Braised beef short ribs

    2 hours 55 min

    A savory stew including tomatoes, potatoes, carrots, and garlic. This very flavorful and economical cut of meat requires long, slow cooking.

    4 people made this

    Serves: 10 

    • 4 tablespoons plain flour for coating
    • 2 teaspoons salt
    • 1 pinch freshly ground black pepper
    • 1.8kg beef short ribs (Jacob's ladder), cut in half widthways or oxtail pieces
    • 2 tablespoons vegetable oil
    • 250ml water
    • 225g chopped tomatoes
    • 1 clove garlic, minced
    • 6 potatoes, peeled and cubed
    • 3 onions, chopped
    • 6 carrots, chopped
    • 1 1/2 tablespoons plain flour
    • 2 tablespoons water

    Prep:15min  ›  Cook:2hr40min  ›  Ready in:2hr55min 

    1. In a bowl, combine the 4 tablespoons flour, salt and ground black pepper.
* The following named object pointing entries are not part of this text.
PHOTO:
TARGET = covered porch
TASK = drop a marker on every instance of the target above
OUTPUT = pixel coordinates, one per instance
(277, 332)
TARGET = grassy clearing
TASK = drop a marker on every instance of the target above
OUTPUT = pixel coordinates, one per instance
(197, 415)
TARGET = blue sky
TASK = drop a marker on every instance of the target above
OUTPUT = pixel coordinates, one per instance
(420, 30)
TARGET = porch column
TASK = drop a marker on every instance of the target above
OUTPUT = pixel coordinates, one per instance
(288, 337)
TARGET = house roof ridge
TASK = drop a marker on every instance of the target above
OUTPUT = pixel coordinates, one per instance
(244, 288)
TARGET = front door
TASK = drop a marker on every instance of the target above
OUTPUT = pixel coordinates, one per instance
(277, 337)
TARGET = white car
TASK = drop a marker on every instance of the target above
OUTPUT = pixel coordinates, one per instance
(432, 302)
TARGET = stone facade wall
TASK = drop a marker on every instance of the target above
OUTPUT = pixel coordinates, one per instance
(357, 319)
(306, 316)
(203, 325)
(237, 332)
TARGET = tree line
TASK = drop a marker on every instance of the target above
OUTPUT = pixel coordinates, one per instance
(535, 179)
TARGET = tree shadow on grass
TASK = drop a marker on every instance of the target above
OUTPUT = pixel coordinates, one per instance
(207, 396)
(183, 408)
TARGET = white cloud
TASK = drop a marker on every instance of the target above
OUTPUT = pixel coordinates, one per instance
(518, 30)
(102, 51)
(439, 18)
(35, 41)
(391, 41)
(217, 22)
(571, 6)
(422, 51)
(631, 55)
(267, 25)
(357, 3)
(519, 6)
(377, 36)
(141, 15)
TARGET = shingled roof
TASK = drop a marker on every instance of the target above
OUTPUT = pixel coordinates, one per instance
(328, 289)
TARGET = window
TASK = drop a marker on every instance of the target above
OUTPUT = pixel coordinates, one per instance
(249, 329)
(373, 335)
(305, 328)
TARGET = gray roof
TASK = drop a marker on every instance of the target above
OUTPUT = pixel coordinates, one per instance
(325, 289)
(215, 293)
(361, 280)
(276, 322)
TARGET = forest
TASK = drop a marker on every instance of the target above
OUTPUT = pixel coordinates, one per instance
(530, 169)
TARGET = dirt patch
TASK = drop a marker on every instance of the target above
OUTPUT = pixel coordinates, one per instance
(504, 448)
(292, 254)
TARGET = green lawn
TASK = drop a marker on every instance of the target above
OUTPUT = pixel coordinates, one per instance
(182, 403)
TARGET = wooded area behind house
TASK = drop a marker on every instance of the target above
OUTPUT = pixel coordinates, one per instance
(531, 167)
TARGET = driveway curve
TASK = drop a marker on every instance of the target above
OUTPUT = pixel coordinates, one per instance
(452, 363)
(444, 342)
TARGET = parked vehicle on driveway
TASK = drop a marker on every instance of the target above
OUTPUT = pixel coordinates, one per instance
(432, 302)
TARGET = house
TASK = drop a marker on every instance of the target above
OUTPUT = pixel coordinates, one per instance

Roll the ribs in the seasoned flour.
    2. In a large casserole pot, heat the oil and brown the ribs well on all sides. Pour in 250ml boiling water, tomatoes and garlic. Reduce heat to low; cover and simmer for 1 1/2 hours, adding more water if necessary.
    3. Place the potatoes, onions and carrots in the pot. Continue to simmer for another 30 minutes to 1 hour, or until all vegetables are tender. Remove the beef and vegetables to a serving platter.
    4. In a separate small bowl, dissolve 1 1/2 tablespoons flour in 2 tablespoons water. Add this to the pot and stir well until thickened. Pour over meat and vegetables.